You should seek advice from a welfare rights adviser or solicitor. If you meet the criteria for the Easement, and have evidence of the domestic abuse, then your work coach cannot refuse to apply it to your claim. If you don’t meet the criteria for the Easement but have asked for other changes to be made, your work coach should take your circumstances into account. If you think that your claimant commitment doesn’t reflect what you are realistically able to do, you should seek advice from a solicitor or welfare rights adviser. You can show your work coach this leaflet.
I’m claiming Universal Credit, and have experienced domestic abuse. What should I do?
If you feel able to, you should tell your work coach. Your work coach may be able to make changes to your claim, so that you have a period of time where you do not have to look for or prepare for work. If you don’t feel comfortable talking to your work coach, you should seek advice from a domestic violence support worker or welfare rights adviser, who can help you to talk to your work coach. The Jobcentre should provide a private room if that would make it easier for you to speak to your work coach.
What help can I get from my work coach?
Your work coach may be able to temporarily switch off the requirement that you prepare for and look for work while claiming Universal Credit. This temporary exemption is known as the ‘Domestic Violence Easement’. The Easement should be recorded in your claimant commitment, to show that you do not have to carry out any work-related activity while it lasts.
How do I qualify for the Domestic Violence Easement?
You must meet four conditions: The abuse must have taken place within the last six months. You must not be living with the person who carried out or threatened you with abuse. You must not have already used the Domestic Violence Easement in the last year. You must provide your work coach with evidence of the abuse within one month of telling them about it. The Easement will start as soon as you notify your work coach of the domestic abuse.
What if I have experienced domestic abuse, but I don’t qualify for the Easement because the abuse was more than six months ago, because I still live with the perpetrator, or because I have already accessed it once this year?
DWP guidance says that you may be able to have work-related requirements switched off under the ‘domestic emergency’ easement, even if you don’t meet the criteria for the Domestic Violence easement.
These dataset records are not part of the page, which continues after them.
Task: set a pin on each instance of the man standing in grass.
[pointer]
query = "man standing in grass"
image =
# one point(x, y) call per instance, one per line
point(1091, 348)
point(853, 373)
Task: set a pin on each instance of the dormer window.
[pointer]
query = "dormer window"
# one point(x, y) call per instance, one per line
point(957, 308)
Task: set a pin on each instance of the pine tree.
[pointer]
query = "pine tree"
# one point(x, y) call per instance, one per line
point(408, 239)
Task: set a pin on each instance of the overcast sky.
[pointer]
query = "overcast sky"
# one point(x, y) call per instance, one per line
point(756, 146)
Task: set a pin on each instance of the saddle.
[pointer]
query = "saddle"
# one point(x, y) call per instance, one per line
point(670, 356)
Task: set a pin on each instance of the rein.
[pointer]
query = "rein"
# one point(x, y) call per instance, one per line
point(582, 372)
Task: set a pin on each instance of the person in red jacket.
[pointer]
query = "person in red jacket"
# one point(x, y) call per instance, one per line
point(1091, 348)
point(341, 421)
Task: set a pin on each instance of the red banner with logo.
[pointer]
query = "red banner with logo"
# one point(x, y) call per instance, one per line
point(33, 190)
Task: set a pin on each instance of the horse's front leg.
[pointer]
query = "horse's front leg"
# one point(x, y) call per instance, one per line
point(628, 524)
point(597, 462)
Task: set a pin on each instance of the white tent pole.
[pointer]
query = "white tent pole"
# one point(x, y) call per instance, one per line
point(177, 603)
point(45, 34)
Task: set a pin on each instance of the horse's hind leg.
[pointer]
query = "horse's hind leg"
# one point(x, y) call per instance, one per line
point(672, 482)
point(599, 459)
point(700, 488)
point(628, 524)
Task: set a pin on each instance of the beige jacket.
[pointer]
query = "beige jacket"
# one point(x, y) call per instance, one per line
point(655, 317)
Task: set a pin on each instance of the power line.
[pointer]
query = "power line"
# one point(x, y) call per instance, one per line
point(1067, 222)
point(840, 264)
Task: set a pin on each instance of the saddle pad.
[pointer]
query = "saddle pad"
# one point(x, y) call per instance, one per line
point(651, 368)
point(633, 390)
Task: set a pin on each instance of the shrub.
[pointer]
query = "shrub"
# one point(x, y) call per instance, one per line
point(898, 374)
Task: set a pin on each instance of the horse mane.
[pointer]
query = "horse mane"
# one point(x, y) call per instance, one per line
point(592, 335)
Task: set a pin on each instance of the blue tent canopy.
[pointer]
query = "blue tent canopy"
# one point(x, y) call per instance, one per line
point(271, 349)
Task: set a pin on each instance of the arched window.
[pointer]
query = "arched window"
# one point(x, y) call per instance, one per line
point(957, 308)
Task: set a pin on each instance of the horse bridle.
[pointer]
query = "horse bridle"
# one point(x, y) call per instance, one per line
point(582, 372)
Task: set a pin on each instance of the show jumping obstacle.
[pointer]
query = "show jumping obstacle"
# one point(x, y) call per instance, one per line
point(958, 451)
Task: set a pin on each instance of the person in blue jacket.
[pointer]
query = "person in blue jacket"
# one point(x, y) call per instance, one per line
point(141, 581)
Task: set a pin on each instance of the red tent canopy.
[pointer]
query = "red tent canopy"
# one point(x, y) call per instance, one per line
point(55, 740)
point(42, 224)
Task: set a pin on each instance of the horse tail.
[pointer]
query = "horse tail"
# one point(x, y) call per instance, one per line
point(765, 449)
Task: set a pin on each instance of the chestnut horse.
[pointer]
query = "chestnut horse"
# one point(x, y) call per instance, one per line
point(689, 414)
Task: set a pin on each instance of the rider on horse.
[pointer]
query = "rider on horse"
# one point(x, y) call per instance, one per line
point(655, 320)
A domestic emergency could include circumstances where you are still living with the person who inflicted or threatened domestic abuse, or where you are living in temporary accommodation such as a refuge or hostel.
What evidence do I have to provide?
A letter from a health care professional, police officer, social worker, your employer, your trade union, or a charity. The letter must explain that you have experienced or been threatened with domestic abuse within the last six months. If you don’t provide evidence within one month, then the Easement will end after that month. If you don’t have the right evidence, the DWP should consider whether to keep your work-related requirements switched off under the ‘domestic emergency’ or ‘child distress’ provisions.
How long does the Easement last?
If you provide the evidence, the Easement will apply to your Universal Credit claim for 13 weeks, including the initial month. During this time, you do not have to comply with any of work related activities on your claim, and you cannot be asked to do any new work related activities. You cannot be sanctioned for not looking for work, or for not attending interviews or appointments during the 13 weeks of the Easement.
What happens at the end of the Easement?
If you are the parent or carer of a child under 16, the Easement can be extended for a further 13 weeks. During this period you cannot be asked to look for work, but you may be asked to attend an interview or other work related activity. If you are not the parent or carer of a child under 16, but there are other reasons why you do not feel able to search and prepare for work, you can ask your work coach to make changes to your claim on the basis of a “domestic emergency”, because you have “complex needs” as the result of a difficult life event.
NOTE: For the purpose of this leaflet, domestic abuse means any incident of controlling behaviour, coercive behaviour, violence or abuse, including psychological abuse, physical abuse, sexual abuse, emotional abuse, financial abuse, controlling or coercive behaviour perpetrated by a family member. If you have experienced domestic abuse you may be exempt from preparing for and looking for work for up to 6 months.